When we have too many things, as my childhood friend did, each individual thing becomes less valuable to us. That’s my thought. The more of any one thing I have, be it comic books, or novels, or CDs, or MP3s — the less each individual piece becomes to me. And I experience that sadly. I recall the very first few SF novels I read as a young adult. Each one is still precious to me. I can recall their titles, authors, etc. Not so the ones I read now, as a general rule. As I read more and more books like this, the individual ones blur and aggregate in my mind.

The more games I have to play, the less I play any of them. This feels like a corollary to the above. Right now, I have a game collection that would be called paltry by any serious gamer, but geeze, there’s only so many hours in the day. I spend many of them not with a videogame. Most of the free time I do have needs to be split across other things, including TV, movies, books, music, knitting, and lazing about. I am able to horn in some gaming time with my kids, especially with the more active games like Rockband and WiiSports/WiiFit.

But when I look at my whole gaming collection, I realize that I still have too many of them to reasonably play. Starting with the handhelds, I’m playing the following:

  • The World Ends With You
  • Chains Of Olympus
  • Crisis Core
  • Mother 3 (soon, I hope)
  • RockBand 2
  • WiiFit (becomes my workout for some days)
  • No More Heroes
  • Raving Rabbids (kids love this WAY more on the Wii than they ever did on the 360)
  • Beyond Good & Evil
  • World Of Goo
  • So, that’s eight games that I’m actively involved in playing. I maybe get 5 hours per week or so to just play games. You do the math.

    Here’s a list of the games I’ve TRIED to play in the past year or so and have not finished:

    • (all of the above games)
    • Assassin’s Creed
    • Halo 3
    • Oblivion
    • Eternal Sonata (what?! I like music!)
    • Final Fantasy 4
    • Chrono Trigger
    • Wii Music

    Here are the games I’ve actually finished:

    • Gears of War 2
    • Mass Effect
    • BioShock

    Kinda says something, doesn’t it. About myself, obviously, but I’m willing to bet that I’m not alone in this. I think it says more about our culture, our relative wealth, and the promotional machine.

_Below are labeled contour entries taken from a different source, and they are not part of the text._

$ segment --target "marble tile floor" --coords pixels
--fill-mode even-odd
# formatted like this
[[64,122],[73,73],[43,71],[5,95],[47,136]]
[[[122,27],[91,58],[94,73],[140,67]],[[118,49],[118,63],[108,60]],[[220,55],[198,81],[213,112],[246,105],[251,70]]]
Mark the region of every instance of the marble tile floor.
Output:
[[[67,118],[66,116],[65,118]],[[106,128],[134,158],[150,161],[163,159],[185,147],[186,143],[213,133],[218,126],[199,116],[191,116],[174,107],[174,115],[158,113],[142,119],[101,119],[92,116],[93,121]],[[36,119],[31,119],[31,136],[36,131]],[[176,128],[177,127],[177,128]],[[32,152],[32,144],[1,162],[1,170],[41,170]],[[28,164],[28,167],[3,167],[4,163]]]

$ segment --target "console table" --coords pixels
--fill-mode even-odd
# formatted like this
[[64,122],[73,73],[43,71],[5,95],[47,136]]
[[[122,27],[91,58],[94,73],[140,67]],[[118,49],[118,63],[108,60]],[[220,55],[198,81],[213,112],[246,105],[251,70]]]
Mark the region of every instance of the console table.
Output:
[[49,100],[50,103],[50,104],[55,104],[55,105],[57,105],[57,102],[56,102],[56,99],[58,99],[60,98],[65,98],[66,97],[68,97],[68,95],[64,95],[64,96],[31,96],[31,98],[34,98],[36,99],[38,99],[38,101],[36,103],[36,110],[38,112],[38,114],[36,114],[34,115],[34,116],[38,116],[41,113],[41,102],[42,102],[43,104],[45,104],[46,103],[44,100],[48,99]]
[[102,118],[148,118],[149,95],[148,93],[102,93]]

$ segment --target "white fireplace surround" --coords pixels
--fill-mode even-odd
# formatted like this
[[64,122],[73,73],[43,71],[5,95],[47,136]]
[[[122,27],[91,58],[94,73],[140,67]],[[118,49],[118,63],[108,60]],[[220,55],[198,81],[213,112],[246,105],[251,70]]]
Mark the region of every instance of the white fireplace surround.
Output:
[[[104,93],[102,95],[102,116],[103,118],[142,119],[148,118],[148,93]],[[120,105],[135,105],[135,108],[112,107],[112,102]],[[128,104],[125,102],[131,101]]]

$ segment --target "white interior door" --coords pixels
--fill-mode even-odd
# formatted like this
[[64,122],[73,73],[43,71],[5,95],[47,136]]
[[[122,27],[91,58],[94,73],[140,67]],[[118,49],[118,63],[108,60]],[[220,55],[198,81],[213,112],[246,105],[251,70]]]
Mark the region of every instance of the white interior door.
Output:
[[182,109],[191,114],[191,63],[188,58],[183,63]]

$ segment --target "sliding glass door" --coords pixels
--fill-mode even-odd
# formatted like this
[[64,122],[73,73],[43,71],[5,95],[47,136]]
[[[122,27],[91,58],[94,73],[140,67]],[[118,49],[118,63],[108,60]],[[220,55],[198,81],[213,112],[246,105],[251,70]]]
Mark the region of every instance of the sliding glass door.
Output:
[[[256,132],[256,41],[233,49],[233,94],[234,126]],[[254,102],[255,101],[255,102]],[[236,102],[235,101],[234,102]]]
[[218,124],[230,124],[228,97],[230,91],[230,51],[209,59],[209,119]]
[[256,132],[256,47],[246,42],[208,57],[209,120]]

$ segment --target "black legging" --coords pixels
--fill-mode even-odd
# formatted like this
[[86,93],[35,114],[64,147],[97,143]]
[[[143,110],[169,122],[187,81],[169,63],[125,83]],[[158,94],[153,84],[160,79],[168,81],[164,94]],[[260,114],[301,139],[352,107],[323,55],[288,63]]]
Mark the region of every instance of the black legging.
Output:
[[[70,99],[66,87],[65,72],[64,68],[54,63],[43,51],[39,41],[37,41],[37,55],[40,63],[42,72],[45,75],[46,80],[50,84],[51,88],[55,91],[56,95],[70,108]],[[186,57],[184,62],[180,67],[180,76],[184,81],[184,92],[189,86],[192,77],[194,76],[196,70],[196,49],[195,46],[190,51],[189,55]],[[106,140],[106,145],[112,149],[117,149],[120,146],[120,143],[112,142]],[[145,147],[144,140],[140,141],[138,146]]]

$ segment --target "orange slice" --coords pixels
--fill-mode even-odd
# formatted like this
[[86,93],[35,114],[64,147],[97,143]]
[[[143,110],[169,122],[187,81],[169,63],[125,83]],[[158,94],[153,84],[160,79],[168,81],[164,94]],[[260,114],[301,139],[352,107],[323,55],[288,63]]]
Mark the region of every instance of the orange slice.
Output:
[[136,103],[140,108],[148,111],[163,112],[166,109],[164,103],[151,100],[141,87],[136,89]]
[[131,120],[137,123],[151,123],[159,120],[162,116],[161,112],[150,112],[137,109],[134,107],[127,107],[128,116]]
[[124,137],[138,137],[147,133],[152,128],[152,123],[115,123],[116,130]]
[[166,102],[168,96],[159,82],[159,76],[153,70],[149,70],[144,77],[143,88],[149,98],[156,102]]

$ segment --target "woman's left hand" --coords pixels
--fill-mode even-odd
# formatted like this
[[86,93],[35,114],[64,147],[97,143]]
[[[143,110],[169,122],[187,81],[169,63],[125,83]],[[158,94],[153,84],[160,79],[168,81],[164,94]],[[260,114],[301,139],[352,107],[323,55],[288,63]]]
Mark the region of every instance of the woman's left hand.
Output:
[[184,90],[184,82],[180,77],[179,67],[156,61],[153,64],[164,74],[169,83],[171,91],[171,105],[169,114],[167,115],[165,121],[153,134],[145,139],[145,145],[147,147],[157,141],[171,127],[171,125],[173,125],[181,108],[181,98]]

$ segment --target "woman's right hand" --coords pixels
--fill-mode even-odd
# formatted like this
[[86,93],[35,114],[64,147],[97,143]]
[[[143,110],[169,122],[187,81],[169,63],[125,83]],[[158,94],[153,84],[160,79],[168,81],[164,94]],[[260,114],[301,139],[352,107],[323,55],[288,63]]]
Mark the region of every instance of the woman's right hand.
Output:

    It’s only recently that I’ve been turned on to older games, through sites like Good Old Games and The Vintage Game Club. I’m really enjoying the gameplay and the conversations. A small part of me still thinks, “but the new games are passing me by!” Most of me, however, is perfectly fine to focus my energies and time on games that resonate with ME, rather than with the enthusiast or professional games press.

    So, I guess I’m just saying, take your time. I’m giving myself permission to do the same. I’m enjoying the hell out of watching Buffy the Vampire Slayer seasons 1 and 2 on the internet. It’s older, and I may not keep up with current shows I’d like to because of it, but that’s ok. It’s my choice and the choice is a good one.

    It’s also ok to turn off the screens, pick up a book, go outside for a ski, rock our socks off in a real live band, or sit on the couch with a knitting project. In fact, it’s imperative to find that balance. It’s my choice and the choice is a good one.